The rest of the chapter builds on this:
- Daily life
- People and culture
- Festivals
- An historical timeline
It’s rich, evocative, and highly readable. There is little in the way of mechanics here, it’s full-on flavour, although there are references to later sections of the book that bring mechanics to the table where relevant.
A Small Tension — History vs Overlay
There is, however, one point where I found myself hesitating.
The timeline is detailed — and very good.
But for an overlay, it may be too specific.
For Tolrendor, I’ll almost certainly need to reshape this to bring it cleanly into Tolrendor.
Because while history adds depth… too much specificity reduces flexibility.
That said — it’s still excellent source material.
Regions and Factions — Exactly the Right Level of Detail
The regional breakdown (Chapter 2) is classic Kobold Press:
- Strong flavour
- Memorable identities
- Just enough detail
Bear-folk kingdoms, bardic islands, giant territories — all immediately usable.
Yes, the detailed (and gorgeous) maps do “fix” a setting somewhat — but in practice, this is material to harvest, not obey.
I’ll definitely redraw the map for Tolrendor, but I’ll absolutely use:
- The structure
- The ideas
- The cultural hooks
Factions (Chapter 3), in particular, are a highlight:
- Cults of Ragnarok
- Giant-aligned forces
- Guilds of Wanderers, hunters, and guides
These are incredibly easy to port — and immediately useful at the table.
The Gods — The One Real Design Trade-Off
You can’t do a Norse-inspired setting without gods.
And Kobold Press leans fully into that:
- Wotan, Loki, Thor etc.,
- The Norns
- Primordial Giants
This is a comprehensive chapter covering background, worshippers, symbols and books, shrines and priests. It’s authentic, and reinforces the setting.
But for a homebrew world like Tolrendor… this is where things get complicated.
I don’t tend to use direct real-world mythological imports.

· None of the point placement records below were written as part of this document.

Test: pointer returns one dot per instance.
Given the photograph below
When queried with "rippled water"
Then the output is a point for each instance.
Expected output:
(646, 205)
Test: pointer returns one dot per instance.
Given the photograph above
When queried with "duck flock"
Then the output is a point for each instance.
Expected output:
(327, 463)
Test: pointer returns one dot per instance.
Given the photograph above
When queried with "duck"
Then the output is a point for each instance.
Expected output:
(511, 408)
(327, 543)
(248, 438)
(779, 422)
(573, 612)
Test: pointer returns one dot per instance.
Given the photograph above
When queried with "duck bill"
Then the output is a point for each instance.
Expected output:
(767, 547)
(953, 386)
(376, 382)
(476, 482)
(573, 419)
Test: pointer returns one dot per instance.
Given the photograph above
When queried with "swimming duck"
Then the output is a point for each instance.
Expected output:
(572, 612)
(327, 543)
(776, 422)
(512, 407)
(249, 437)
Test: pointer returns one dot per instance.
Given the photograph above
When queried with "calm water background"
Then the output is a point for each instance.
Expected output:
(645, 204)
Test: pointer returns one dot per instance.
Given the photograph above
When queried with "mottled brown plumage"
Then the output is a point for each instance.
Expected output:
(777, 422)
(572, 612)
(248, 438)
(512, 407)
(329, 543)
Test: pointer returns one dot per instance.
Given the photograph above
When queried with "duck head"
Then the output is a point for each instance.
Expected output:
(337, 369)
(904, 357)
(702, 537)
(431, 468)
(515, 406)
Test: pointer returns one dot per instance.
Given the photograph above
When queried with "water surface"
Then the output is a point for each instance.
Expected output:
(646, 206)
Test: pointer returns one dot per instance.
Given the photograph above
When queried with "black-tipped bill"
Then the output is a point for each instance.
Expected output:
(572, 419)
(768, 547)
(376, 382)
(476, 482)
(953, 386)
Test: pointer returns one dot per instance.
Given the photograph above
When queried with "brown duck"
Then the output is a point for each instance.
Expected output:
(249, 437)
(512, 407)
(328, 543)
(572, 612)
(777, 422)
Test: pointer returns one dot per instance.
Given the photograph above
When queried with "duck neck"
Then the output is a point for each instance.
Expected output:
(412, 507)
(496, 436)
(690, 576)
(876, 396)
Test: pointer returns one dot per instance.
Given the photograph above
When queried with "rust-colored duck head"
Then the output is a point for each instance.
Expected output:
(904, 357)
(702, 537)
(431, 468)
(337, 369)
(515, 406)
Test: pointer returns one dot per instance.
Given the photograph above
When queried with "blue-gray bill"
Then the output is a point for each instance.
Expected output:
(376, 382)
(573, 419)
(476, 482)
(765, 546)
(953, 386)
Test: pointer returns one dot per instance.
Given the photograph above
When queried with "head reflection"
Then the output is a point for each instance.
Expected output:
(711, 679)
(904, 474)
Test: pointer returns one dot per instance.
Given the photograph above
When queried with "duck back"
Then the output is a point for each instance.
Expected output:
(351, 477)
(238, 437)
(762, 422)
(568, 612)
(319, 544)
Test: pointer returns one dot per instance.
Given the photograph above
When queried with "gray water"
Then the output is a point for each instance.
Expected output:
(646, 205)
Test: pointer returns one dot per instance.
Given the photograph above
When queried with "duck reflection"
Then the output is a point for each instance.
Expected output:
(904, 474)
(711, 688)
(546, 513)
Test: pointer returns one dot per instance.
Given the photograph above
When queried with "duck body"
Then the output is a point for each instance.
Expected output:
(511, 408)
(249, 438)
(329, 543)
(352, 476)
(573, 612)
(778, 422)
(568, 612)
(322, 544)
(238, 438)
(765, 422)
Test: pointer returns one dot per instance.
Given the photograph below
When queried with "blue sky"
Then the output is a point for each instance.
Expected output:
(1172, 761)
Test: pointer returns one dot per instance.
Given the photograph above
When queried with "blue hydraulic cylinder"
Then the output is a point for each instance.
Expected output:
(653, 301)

The gods matter too much to ignore for this setting. So the question becomes:
- Do I make an exception?
- Replace them?
- Or reinterpret them entirely?
Changing them would represent a significant amount of work. For example, there are many talents, abilities and spells directly tied to the gods that would need re-work.
That’s probably the single biggest design trade-off in the book: the gods are both a strength of the setting and the hardest thing to adapt cleanly into a homebrew world.
Final Thoughts (For Now…)
Overall, this is a supplement that understands what Dungeon Masters need:
- Structure, not constraint
- Inspiration, not prescription
- Portable lore
Northlands doesn’t demand you use it.
It invites you to adapt it.
And for a Tolrendor campaign?
That’s exactly what I was hoping for.